CVE-2023-49568 Overview
A denial of service (DoS) vulnerability was discovered in go-git versions prior to v5.11. This vulnerability allows an attacker to perform denial of service attacks by providing specially crafted responses from a Git server which triggers resource exhaustion in go-git clients.
Applications using only the in-memory filesystem supported by go-git are not affected by this vulnerability. This is a go-git implementation issue and does not affect the upstream git CLI.
Critical Impact
Attackers can exploit this vulnerability to cause resource exhaustion in applications using go-git, leading to denial of service conditions that may impact availability of dependent services and infrastructure.
Affected Products
- go-git versions prior to v5.11
- Applications using go-git with file system operations (non-memory filesystem implementations)
- Go applications integrating go-git library for Git operations
Discovery Timeline
- 2024-01-12 - CVE-2023-49568 published to NVD
- 2024-11-21 - Last updated in NVD database
Technical Details for CVE-2023-49568
Vulnerability Analysis
This vulnerability is classified under CWE-20 (Improper Input Validation). The go-git library fails to properly validate and limit responses received from Git servers. When a go-git client communicates with a malicious or compromised Git server, the server can send specially crafted responses designed to trigger excessive resource consumption on the client side.
The resource exhaustion occurs because go-git does not implement adequate safeguards to limit the size or complexity of data processed from server responses. This allows an attacker controlling a Git server to cause client applications to consume excessive memory or CPU resources, ultimately leading to service degradation or complete denial of service.
It's important to note that applications using only the in-memory filesystem provided by go-git are not vulnerable to this attack, as the resource exhaustion specifically affects file system operations.
Root Cause
The root cause of this vulnerability lies in improper input validation within the go-git library when processing responses from Git servers. The library does not adequately validate the bounds or structure of server-provided data before processing, allowing malformed or excessively large responses to consume unbounded resources on the client.
Attack Vector
The attack vector for CVE-2023-49568 is network-based. An attacker must control or compromise a Git server that a vulnerable go-git client connects to. The attack scenario typically involves:
- Setting up a malicious Git server or compromising an existing one
- Waiting for or inducing a victim's go-git client to connect to the server
- Sending specially crafted responses that trigger resource exhaustion
- The client application experiences memory or CPU exhaustion, leading to denial of service
This vulnerability does not require authentication or user interaction, making it exploitable against any go-git client that can be directed to communicate with a malicious server.
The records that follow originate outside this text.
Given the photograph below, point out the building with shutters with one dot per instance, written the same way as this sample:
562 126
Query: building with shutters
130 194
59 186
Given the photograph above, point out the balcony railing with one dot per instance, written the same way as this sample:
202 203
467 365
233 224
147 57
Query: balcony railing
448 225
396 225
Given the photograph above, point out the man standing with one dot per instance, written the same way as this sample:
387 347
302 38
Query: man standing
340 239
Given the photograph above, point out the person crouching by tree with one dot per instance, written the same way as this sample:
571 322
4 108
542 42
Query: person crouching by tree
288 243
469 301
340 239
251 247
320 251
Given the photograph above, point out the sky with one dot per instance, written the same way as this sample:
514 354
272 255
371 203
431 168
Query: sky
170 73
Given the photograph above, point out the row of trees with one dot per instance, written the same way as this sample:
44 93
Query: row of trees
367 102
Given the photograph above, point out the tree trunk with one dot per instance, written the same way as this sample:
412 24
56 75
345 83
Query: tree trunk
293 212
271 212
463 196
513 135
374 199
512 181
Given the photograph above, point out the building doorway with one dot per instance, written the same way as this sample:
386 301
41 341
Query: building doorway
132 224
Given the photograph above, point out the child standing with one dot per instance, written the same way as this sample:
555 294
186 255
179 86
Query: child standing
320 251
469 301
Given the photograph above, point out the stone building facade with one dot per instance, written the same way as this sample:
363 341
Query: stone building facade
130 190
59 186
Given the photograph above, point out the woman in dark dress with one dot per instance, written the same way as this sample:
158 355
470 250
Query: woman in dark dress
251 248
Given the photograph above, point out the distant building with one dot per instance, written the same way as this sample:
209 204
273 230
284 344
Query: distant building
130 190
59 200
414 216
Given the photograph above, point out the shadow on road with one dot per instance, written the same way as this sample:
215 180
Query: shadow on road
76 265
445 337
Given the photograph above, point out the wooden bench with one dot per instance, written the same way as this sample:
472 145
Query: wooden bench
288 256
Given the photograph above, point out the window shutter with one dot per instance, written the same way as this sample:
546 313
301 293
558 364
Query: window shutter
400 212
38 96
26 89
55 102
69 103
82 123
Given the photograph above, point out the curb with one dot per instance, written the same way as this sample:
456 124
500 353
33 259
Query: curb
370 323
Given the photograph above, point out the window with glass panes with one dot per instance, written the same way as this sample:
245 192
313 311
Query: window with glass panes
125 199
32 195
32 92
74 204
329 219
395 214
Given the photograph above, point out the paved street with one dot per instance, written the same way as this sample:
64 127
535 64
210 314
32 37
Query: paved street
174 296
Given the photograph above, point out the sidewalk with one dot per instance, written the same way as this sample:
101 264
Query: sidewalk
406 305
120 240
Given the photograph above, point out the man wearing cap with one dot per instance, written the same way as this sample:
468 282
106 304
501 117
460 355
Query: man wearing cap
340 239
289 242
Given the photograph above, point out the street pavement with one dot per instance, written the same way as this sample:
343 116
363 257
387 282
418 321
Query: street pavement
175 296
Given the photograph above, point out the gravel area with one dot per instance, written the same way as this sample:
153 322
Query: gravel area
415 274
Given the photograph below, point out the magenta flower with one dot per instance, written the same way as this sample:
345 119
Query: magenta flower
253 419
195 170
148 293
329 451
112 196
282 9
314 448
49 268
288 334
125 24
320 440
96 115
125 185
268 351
Detection Methods for CVE-2023-49568
Indicators of Compromise
- Abnormal memory consumption spikes in applications using go-git
- Unusual network traffic patterns to Git servers with large response payloads
- Application crashes or timeouts during Git operations
- Resource exhaustion alerts on systems running go-git dependent applications
Detection Strategies
- Monitor memory and CPU utilization for applications using go-git library
- Implement network monitoring to detect abnormally large Git protocol responses
- Set up application-level logging for Git operations to identify unusual patterns
- Deploy dependency scanning to identify vulnerable go-git versions in your codebase
Monitoring Recommendations
- Configure resource limits and alerts for go-git dependent services
- Implement request/response size monitoring for Git network traffic
- Enable detailed logging for Git client operations in production environments
- Use SentinelOne Singularity Platform to detect unusual resource consumption patterns indicative of DoS attacks
How to Mitigate CVE-2023-49568
Immediate Actions Required
- Upgrade go-git to version v5.11 or later immediately
- Audit all applications and dependencies using go-git library
- Consider implementing resource limits at the application or container level as a temporary safeguard
- Review and restrict which Git servers your applications are permitted to connect to
Patch Information
The go-git project has addressed this vulnerability in version v5.11 and later. Organizations should update their go-git dependency to the patched version as soon as possible. For detailed information about the fix, refer to the GitHub Security Advisory GHSA-mw99-9chc-xw7r.
Workarounds
- Use only the in-memory filesystem implementation of go-git where possible, as this configuration is not affected
- Implement network-level controls to restrict connections to trusted Git servers only
- Deploy resource quotas and limits on containers or processes running go-git applications
- Consider using the upstream git CLI for operations requiring interaction with untrusted servers until patching is complete
# Update go-git dependency to patched version
go get github.com/go-git/go-git/v5@v5.11.0
go mod tidy
# Verify the updated version
go list -m github.com/go-git/go-git/v5
Disclaimer: This content was generated using AI. While we strive for accuracy, please verify critical information with official sources.